Born: 1797 Daviess County, Kentucky

Died: 1877 Jonesboro, Illinois

In 1812, John Hacker settled in southern Illinois. He was a "tall, gangling, awkward backwoods lad" who attended one of the first schools in what is now Alexander County. When he was just sixteen, he served in the War of 1812 as a member of the Missouri Militia. He moved to Jonesboro as a young man with political ambitions. In 1817, he married Elizabeth Milliken, and they had four children. Hacker won election to the Illinois House of Representatives in 1824 and to the Illinois Senate in 1834 and 1838. A Democrat, he represented Union and Alexander counties. While in the legislature, he made it a personal political rule to vote "no" on all doubtful questions. In 1849, he went to California to dig for gold, but he returned to Illinois and settled in Cairo, where President Franklin Pierce appointed him as a port surveyor. He was postmaster at Jonesboro, an assistant doorkeeper of the United States House of Representatives, and an examiner of cadets at West Point. In 1857, he retired, and by 1860, he was living the leisurely life of a "gentleman" in Cairo.

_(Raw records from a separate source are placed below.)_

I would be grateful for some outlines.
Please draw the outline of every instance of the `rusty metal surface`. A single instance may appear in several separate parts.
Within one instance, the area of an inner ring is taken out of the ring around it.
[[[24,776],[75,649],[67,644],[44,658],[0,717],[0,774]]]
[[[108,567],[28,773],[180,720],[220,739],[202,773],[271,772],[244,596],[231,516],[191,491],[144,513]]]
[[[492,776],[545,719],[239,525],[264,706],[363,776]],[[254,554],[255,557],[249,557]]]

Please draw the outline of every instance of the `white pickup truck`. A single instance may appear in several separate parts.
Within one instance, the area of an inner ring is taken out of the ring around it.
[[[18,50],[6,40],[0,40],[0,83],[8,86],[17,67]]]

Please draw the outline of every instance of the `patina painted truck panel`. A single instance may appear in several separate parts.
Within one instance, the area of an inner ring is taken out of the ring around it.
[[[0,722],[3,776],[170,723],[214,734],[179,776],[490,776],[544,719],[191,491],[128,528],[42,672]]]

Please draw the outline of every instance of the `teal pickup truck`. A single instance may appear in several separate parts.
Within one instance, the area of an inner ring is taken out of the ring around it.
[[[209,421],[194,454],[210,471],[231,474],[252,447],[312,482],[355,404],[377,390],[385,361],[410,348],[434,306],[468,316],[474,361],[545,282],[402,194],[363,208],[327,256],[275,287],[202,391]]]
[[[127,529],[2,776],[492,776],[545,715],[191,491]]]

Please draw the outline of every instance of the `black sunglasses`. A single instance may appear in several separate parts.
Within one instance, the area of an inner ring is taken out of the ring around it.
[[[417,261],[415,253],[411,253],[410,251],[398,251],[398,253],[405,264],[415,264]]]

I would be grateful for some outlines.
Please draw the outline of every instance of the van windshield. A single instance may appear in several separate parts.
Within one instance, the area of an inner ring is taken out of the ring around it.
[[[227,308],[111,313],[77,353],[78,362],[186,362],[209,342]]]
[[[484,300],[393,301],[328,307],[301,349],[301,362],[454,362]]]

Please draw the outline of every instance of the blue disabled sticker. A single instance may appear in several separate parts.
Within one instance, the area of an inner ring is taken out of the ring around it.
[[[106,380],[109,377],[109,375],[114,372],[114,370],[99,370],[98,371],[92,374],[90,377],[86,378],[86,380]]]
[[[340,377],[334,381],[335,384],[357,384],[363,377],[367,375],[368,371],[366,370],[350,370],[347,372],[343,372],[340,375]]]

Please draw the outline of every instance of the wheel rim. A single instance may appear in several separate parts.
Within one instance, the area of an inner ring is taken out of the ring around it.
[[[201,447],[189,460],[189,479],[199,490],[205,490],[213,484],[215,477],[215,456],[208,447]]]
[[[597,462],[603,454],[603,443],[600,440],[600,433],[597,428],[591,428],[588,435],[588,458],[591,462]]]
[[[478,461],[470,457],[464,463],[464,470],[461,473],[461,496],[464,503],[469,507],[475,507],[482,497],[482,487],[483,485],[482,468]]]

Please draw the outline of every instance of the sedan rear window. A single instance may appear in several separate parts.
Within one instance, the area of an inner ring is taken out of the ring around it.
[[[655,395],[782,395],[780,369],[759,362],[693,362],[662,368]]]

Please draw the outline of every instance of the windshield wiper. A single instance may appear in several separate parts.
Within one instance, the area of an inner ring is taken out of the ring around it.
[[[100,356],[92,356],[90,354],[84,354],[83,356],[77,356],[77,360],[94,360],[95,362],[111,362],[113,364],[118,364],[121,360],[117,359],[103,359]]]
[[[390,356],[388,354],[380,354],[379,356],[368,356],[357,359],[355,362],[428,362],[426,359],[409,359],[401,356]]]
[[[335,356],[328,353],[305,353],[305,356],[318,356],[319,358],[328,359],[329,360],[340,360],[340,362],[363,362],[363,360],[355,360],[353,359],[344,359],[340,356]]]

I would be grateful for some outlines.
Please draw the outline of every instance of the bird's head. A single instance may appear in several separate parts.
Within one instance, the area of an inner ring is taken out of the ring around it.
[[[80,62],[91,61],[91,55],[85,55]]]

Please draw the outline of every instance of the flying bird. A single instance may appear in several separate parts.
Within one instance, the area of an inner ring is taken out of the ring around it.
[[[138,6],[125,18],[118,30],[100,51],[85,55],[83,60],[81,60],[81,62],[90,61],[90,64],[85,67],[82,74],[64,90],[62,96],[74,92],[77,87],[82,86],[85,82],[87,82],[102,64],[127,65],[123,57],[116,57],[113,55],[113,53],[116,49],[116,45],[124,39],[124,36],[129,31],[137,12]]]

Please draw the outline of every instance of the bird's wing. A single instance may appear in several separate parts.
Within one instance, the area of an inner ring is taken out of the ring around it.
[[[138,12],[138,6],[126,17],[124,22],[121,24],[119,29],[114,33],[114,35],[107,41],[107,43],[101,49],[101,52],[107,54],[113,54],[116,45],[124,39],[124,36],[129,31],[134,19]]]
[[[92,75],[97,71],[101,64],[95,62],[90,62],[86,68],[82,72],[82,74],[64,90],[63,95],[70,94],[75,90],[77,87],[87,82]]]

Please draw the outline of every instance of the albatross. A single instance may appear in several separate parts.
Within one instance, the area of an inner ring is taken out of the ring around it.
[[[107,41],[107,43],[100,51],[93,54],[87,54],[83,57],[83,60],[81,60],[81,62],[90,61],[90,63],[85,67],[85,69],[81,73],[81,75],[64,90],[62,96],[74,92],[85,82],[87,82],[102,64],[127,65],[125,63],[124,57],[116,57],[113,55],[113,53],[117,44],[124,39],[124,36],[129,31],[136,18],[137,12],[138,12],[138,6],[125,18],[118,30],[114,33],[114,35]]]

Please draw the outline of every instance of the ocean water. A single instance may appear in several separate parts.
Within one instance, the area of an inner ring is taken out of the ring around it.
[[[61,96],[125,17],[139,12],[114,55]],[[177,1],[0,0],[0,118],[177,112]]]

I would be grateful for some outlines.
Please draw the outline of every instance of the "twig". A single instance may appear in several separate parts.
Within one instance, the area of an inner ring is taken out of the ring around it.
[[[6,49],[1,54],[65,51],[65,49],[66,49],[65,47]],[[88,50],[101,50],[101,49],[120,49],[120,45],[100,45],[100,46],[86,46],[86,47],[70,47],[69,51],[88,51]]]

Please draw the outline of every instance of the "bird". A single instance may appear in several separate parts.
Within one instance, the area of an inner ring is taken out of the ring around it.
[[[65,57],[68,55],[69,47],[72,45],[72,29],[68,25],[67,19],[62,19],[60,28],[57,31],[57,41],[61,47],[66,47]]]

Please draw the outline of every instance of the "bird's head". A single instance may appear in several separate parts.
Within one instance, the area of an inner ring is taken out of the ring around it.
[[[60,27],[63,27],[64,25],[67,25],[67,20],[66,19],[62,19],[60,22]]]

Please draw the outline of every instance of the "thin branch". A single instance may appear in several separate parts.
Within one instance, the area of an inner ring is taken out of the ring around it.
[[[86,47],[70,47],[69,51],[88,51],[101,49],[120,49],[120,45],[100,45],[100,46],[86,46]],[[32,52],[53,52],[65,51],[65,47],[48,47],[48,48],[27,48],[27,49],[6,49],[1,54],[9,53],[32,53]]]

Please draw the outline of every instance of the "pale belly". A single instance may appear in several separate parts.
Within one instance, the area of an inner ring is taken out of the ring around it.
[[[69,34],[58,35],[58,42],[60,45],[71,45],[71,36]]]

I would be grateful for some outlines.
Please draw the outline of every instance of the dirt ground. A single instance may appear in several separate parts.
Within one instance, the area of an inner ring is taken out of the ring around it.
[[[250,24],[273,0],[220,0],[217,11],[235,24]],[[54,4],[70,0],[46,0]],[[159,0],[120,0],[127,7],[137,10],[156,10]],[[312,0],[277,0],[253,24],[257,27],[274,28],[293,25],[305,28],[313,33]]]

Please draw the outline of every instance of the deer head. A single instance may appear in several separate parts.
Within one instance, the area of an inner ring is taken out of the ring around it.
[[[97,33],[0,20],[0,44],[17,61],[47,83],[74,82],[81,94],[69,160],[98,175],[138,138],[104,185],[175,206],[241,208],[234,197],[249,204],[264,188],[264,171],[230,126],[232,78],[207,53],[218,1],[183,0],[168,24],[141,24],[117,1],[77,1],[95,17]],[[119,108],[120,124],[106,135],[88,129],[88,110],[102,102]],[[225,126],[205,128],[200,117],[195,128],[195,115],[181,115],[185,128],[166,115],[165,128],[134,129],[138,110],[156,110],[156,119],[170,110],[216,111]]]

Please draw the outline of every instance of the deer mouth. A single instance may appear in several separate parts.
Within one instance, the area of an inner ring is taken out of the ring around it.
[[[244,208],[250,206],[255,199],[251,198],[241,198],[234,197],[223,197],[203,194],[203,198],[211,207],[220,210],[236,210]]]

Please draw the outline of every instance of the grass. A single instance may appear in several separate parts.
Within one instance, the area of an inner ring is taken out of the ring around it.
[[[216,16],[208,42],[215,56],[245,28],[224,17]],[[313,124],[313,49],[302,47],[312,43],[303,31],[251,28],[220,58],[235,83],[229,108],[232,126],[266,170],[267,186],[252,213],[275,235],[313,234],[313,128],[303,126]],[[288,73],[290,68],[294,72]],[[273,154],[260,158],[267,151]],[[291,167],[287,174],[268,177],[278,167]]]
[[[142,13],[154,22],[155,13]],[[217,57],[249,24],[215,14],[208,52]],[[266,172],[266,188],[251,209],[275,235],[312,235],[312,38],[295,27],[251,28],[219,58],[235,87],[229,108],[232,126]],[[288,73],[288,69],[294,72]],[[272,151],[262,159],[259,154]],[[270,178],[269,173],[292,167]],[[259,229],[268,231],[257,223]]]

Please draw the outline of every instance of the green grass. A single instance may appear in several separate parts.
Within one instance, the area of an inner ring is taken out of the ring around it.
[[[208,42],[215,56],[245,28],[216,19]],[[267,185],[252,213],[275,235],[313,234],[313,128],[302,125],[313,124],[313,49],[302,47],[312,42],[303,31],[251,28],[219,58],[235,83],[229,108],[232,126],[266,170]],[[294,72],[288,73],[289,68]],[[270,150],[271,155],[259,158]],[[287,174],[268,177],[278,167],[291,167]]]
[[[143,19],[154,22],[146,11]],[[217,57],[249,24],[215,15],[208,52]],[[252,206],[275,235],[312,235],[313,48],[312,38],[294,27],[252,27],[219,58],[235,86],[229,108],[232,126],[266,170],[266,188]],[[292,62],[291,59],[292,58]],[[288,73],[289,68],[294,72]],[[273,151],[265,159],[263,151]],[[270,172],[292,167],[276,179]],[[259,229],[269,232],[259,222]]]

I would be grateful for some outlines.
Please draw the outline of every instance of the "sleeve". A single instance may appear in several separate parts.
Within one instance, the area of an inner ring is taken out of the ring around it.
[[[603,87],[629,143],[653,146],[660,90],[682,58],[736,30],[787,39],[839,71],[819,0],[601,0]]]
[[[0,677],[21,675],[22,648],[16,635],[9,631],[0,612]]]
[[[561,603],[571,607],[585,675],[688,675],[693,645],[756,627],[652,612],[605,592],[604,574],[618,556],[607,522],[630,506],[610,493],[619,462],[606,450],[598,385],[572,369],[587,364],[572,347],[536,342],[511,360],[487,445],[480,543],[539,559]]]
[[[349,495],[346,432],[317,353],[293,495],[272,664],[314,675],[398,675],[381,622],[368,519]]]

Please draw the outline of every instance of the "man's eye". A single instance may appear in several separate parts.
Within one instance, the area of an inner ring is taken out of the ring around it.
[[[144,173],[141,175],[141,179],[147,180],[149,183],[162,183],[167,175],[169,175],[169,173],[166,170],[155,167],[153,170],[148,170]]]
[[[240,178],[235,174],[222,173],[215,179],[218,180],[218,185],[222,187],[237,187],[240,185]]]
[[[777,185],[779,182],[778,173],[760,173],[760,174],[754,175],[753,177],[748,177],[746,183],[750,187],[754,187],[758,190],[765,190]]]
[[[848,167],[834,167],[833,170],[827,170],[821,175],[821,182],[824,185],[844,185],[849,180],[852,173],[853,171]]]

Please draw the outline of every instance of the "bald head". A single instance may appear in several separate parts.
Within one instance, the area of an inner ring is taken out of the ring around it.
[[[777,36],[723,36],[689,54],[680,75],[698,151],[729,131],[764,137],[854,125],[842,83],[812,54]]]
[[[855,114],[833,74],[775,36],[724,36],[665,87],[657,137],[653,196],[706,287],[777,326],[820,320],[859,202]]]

William Henry Perrin, ed., History of Alexander, Union and Pulaski Counties, Illinois (Chicago: O. L. Baskin, 1883), 456-59; Theodore C. Pease, ed., Illinois Election Returns, 1818-1848, vol. 18 of Collections of the Illinois State Historical Library (Springfield: Illinois State Historical Library, 1923), 213, 265, 307; U.S. Census Office, Eighth Census of the United States (1860), Alexander County, IL, 49.